Configuring handling of file components
Last updated
Last updated
The Dataset Settings panel includes options for how Textual handles the following file components:
For .docx files, images and comments
For PDF files, scanned-in signatures
To display the Dataset Settings panel, on the dataset details page, click Settings.
These options are not available for pipelines that also redact files.
For .docx images, you can configure the dataset to either:
Redact the image content. When you select this option, Textual looks for and blocks out sensitive values in the image.

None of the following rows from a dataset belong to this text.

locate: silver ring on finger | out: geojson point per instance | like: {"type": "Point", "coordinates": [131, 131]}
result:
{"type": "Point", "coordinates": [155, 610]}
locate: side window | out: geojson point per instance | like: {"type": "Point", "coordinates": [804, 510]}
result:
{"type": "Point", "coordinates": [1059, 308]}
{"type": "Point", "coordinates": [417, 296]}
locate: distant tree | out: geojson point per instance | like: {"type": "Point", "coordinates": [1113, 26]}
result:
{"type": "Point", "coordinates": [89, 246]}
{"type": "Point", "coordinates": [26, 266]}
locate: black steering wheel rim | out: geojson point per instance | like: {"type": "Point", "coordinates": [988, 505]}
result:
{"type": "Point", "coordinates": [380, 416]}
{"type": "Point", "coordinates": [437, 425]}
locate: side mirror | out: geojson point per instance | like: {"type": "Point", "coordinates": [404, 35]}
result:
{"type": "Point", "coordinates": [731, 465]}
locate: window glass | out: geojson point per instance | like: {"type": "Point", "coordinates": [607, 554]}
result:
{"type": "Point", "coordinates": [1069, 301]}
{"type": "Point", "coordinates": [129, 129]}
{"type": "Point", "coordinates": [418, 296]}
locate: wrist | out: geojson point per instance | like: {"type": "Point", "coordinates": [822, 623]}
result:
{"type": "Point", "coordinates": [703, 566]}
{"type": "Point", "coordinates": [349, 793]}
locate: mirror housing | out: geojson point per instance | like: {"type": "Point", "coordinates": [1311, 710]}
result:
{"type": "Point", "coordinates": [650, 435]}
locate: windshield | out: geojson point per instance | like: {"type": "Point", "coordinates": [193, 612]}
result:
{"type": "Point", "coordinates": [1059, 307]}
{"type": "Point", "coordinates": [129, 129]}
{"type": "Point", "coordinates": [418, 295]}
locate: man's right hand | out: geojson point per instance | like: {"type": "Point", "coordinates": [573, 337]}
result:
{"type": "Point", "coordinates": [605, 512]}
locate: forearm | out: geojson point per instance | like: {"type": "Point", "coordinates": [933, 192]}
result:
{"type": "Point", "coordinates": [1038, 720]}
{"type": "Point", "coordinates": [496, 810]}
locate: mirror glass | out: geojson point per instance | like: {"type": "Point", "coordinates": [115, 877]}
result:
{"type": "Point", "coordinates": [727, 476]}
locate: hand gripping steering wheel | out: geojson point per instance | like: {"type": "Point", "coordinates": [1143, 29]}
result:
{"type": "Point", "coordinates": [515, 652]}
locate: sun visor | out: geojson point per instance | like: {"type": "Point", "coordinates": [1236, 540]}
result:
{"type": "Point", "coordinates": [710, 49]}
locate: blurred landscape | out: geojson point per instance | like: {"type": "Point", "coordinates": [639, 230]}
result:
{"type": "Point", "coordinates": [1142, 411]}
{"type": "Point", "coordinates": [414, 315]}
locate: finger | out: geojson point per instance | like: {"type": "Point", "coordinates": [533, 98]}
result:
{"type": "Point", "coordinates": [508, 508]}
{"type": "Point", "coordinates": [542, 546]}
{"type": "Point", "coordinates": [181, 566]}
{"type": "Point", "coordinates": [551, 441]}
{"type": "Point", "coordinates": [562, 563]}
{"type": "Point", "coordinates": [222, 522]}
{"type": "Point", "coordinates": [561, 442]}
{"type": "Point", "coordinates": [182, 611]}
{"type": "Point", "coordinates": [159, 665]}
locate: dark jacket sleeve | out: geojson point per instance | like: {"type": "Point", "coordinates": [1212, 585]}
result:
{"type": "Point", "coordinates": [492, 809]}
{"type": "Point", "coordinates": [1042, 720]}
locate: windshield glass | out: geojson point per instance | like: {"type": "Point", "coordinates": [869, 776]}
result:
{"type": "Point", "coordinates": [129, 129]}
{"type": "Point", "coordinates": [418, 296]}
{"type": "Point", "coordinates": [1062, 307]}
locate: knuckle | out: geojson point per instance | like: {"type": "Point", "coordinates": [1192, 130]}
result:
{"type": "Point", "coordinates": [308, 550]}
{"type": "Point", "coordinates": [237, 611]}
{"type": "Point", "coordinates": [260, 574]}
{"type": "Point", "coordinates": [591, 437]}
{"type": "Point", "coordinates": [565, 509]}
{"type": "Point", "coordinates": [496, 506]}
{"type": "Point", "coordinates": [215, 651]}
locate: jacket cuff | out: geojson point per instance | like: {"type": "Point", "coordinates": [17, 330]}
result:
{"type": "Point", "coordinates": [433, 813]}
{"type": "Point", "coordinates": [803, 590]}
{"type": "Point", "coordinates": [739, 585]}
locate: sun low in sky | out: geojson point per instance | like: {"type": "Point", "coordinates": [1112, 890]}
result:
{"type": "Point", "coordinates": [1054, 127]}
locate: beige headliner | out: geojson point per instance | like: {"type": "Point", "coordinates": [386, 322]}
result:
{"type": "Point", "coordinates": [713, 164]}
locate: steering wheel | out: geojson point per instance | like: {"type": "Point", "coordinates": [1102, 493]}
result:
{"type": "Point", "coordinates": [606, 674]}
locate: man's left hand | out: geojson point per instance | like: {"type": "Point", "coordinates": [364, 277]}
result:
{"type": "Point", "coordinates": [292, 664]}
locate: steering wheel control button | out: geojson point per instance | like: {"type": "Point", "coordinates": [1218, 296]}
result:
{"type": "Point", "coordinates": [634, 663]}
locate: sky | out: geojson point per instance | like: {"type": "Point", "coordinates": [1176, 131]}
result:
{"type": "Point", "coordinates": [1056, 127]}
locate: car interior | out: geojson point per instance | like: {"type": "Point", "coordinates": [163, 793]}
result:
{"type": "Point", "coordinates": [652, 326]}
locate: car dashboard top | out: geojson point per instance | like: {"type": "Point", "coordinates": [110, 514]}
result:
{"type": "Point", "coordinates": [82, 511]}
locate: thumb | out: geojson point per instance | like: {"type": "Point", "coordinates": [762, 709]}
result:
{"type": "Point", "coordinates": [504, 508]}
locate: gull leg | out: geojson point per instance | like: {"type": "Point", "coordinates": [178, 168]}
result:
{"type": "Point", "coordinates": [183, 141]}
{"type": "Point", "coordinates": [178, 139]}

Remove the image entirely.
On the Dataset Settings panel, under Image settings for DOCX files:
To redact the image content, click Redact contents of images. This is the default selection.
To remove the images, click Remove images from the output file.
For comments in a .docx file, you can configure the dataset to either:
Remove the comments from the file.
Ignore the comments and leave them in the file.
On the Dataset Settings panel, under Comment settings for DOCX files:
To remove the comments, click Remove comments from the output file.
To ignore the comments, click Ignore comments during the scan.
By default, Textual ignores scanned-in signatures in PDF files. You can configure the dataset to instead redact the signatures.
On the Dataset Settings panel:
To redact PDF signatures, toggle Detect and redact signatures in PDFs to the on position.
To ignore PDF signatures, toggle Detect and redact signatures in PDFs to the off position.